Mechanical ventilator and dust aggravation chamber
Early draft of the film component in Gulf War Illness. In its current form, this essay-film explores how respiratory systems in Yuma and Iraq face parallel precarity as a result of analogous climate hostilities and nearby military activity. Given this shared experience, the film highlights how current climate change models expose a morbid irony in the ways in which Yuma’s climate has been leveraged to build weapons which have historically decimated Baghdad.

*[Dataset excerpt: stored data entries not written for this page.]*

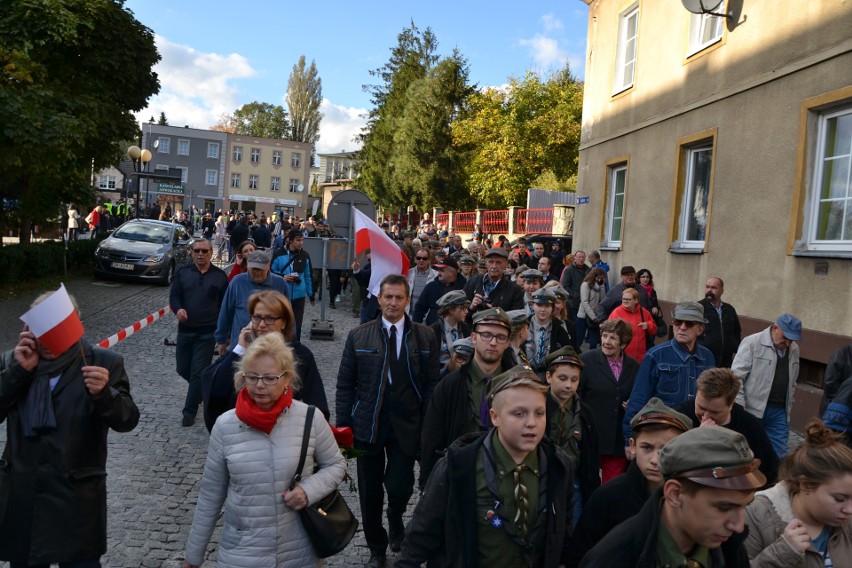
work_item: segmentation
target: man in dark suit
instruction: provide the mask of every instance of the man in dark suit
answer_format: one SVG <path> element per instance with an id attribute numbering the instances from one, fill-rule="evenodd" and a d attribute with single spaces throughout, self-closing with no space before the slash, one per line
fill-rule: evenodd
<path id="1" fill-rule="evenodd" d="M 711 276 L 704 283 L 704 299 L 698 303 L 704 306 L 707 324 L 698 342 L 713 352 L 717 367 L 730 368 L 740 346 L 742 330 L 737 310 L 722 301 L 724 292 L 725 283 L 718 276 Z"/>
<path id="2" fill-rule="evenodd" d="M 470 315 L 481 310 L 501 308 L 503 311 L 524 308 L 524 291 L 509 280 L 503 271 L 509 266 L 509 253 L 494 247 L 485 253 L 487 272 L 467 281 L 464 293 L 470 300 Z"/>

Part of this project has included downloading, parsing, and sorting existing declassified military research from YPG. Pertinent topics have been: analogous climates, management of desert hostilities, as well as innovation in response to these hostilities, to name a few. This has produced a baseline archive of documents, which I am currently creating a meaningful archive-structure and tagging system for. Next phases in this research would be evaluating the relevance and application of this research for regular individuals, as well as, additional channels for such documents to be sourced and eventually dispersed. Of course, this extends beyond the desert, where analogous climates exist in numerous global contexts. At its core, this project explores how such assets can be leveraged to produce mutualistic computation where the vulnerable in many regions become tightly networked beneficiaries, rather than in favor of a single despot such as the US military.
There are various documented military technologies within this growing archive of research used to track dust and model its impact, including GIS modeling systems. As part of the next steps of this research I am exploring the potential value in reframing these technologies for general use.